Pharma giants slam Medicare drug price negotiation

The Inflation Reduction Act of 2022 opens the door for Medicare to negotiate prices for certain drugs — a change that drug manufacturers strongly oppose. 

President Joe Biden signed the Inflation Reduction Act into law Aug. 16. The sweeping $739 billion reconciliation package contains some of the most significant changes to Medicare in years, particularly the dynamic between the federal health insurance program and drugmakers. 

Under the IRA, Medicare Parts B and D gain negotiation powers that will apply to the price of a limited number of drugs with no generic or biosimilar competition. Starting in 2026, 10 drugs will be eligible for negotiations. Eligibility expands to 20 drugs by 2029.

The Pharmaceutical Research and Manufacturers of America, which represents the world's largest pharmaceutical companies, came down hard on the new law.

"The president signed into law a partisan set of policies that will lead to fewer new treatments and doesn't do nearly enough to address the real affordability problems facing patients at the pharmacy," PhRMA President and CEO Stephen J. Ubl said in an Aug. 16 statement. "We will explore every opportunity to mitigate the harmful impacts from the unprecedented government price setting system being put in place by this law. We will continue to advocate for policies that give patients better and more affordable access to lifesaving treatments and for a system that supports innovation."

In some written communication, the PhRMA puts the word negotiation in quotation marks, which itself reveals a lot about how the lobbying group sees the likelihood of achieving an outcome both parties find acceptable. On a July 29 earnings call, AbbVie CEO Richard Gonzalez said the legislation contained far more negatives than positives, with the central problem being that HHS can "basically decide whatever price they want the drug to be." 

"And I wouldn't necessarily call it a negotiation because the only alternative that the manufacturer has is to accept a 95 percent penalty on their revenues or, in essence, take a 95 percent discount," said Mr.

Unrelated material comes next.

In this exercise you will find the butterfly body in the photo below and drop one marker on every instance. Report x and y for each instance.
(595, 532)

Gonzalez. "So, it's not a negotiation. We should just call it what it is. It's price controls — what they're basically putting in place — if the language stays the same."

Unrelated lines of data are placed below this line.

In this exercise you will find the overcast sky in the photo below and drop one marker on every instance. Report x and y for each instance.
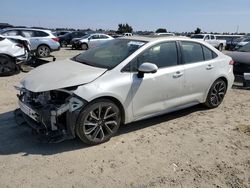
(175, 15)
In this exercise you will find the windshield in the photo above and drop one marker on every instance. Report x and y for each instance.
(245, 48)
(197, 37)
(85, 36)
(109, 54)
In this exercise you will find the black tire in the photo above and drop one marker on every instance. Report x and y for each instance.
(216, 94)
(7, 66)
(63, 44)
(84, 46)
(220, 48)
(43, 51)
(98, 122)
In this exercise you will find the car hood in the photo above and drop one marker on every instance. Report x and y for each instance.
(240, 57)
(60, 74)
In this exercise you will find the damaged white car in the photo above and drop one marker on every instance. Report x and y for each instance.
(122, 81)
(13, 51)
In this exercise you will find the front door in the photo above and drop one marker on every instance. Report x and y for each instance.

As it stands in the bill, negotiation powers will apply to the price of a limited number of drugs that incrementally increases over the next seven years. Ten drugs will be eligible for negotiations beginning in 2026. The HHS secretary will provide manufacturers of selected drugs with a written initial offer that contains HHS' proposal for the maximum fair price of the drug and reasoning used to calculate that offer. Manufacturers will have 30 days to either accept HHS' offer or propose a counteroffer.

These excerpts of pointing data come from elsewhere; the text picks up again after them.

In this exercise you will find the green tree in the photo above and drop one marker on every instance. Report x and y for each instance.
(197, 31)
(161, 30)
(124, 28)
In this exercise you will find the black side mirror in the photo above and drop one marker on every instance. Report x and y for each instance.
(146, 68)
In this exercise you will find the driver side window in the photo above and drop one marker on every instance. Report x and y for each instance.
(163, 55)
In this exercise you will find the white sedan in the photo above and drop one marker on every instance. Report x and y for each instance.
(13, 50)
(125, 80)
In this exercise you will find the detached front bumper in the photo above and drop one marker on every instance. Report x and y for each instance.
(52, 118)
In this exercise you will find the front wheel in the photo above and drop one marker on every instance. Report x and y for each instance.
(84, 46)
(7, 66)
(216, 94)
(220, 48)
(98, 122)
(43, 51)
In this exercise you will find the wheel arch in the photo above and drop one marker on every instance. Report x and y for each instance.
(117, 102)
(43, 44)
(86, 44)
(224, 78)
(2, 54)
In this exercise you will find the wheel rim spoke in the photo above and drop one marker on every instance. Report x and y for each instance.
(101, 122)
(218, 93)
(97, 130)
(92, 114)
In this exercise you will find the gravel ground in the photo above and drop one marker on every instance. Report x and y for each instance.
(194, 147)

If drugmakers do not comply with the price proposed by HHS, they face a tax on sales of the drug ranging from 65 percent to 95 percent. The drug’s sales revenues will be taxed 65 percent during the first 90 days of noncompliance, 75 percent for sales in the 91st to 180th days of noncompliance, 85 percent for sales in the 181st to 270th days of noncompliance, and 95 percent for sales after the 270th day of noncompliance.